Estação Carandiru, de Drauzio Varella, mostra o outro lado do que Jorge Amado mostrou em seu célebre romance, não obstante o foco seja um público diferente, adulto. Drauzio também escolhe um estilo mais próximo das crônicas para passar dinamismo e leveza diante de temas mais pesados e fala de uma série de experiências variadas dentro do espaço do Carandiru, dentro de São Paulo. O massacre aqui ganha pouco espaço e é interessante como o autor capta o lado humano de uma série de criminosos variados, mostrando que o “mal” é um lado muito humano dos seres humanos e querer expurgá-lo colocando no outro é uma estratégia falha e miserável.

As condições da cadeia são terríveis e cada vez mais fica evidente no que Varella reproduz que o sujeito ali é incentivado a piorar, o que paradoxalmente vai ao encontro da defesa do discurso virulento do Estado policial. Afinal, sem esperança de melhoras, os sujeitos saem dali para voltar ao crime e encontrar a morte de maneira mais rápida e certa, isso se não a encontrarem nas próprias galerias do presídio. Há uma clara limpeza étnica e de classe presente no processo, pois a maioria dos vitimados por esse sistema carcerário é a camada preta e pobre de nosso país.

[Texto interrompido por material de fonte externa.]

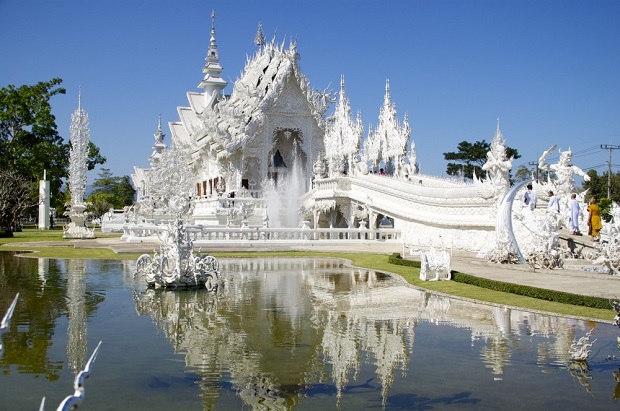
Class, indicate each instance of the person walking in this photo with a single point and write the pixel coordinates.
(573, 216)
(554, 204)
(594, 220)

No mês da consciência negra que se finda amanhã evidencia-se ainda mais a necessidade de se pensar as políticas de dignidade às camadas mais populares no sentido de combate efetivo à violência. Os afetos focados no medo cega uma população inteira para como estamos cada vez mais cedendo ao nosso egotismo e nos trancando entre muros e cercanias para nos sentirmos protegidos e deixando a cidade vazia, sem cultura e sem vida. Cada vez mais viramos seres presos em nossas próprias prisões, usando redes sociais para compensar a falta de interação e sentindo que assim estamos protegidos. A violência já se mostra nos mais banais gestos de humor e brincadeiras e o grau de adoecimento da sociedade já passou dos limites do assustador.

Muito disso é responsabilidade de um Estado que incita ao medo, que usa uma mídia de comportamento fascista a qual se preocupa em inocular cada vez mais o temor como combustível de ações. Não quero dizer que é uma mera sensação andar pelas cidades e sentir medo de uma bala ou qualquer outro objeto que nos fira. A questão aqui é entender como combater efetivamente o fato social violência e já ficou provado que os meios atuais ao invés de a combaterem fortalecem sua existência, gerando mais ressentimento e pavor.

Encarar o problema de frente, mesmo dentro do campo literário, já é uma forma de se sentir mais livre diante do fato, pois a reflexão nos ajuda a sentir as coisas de modo diferente e desse modo percebê-las por outros vieses. Penso que obrigatoriamente passa por esse exercício de auto análise o enfrentamento efetivo das causas sociais da violência em nosso país e de uma vida melhor que a desse Estado policial que há tanto tempo já molda nossas formas de sentir a realidade.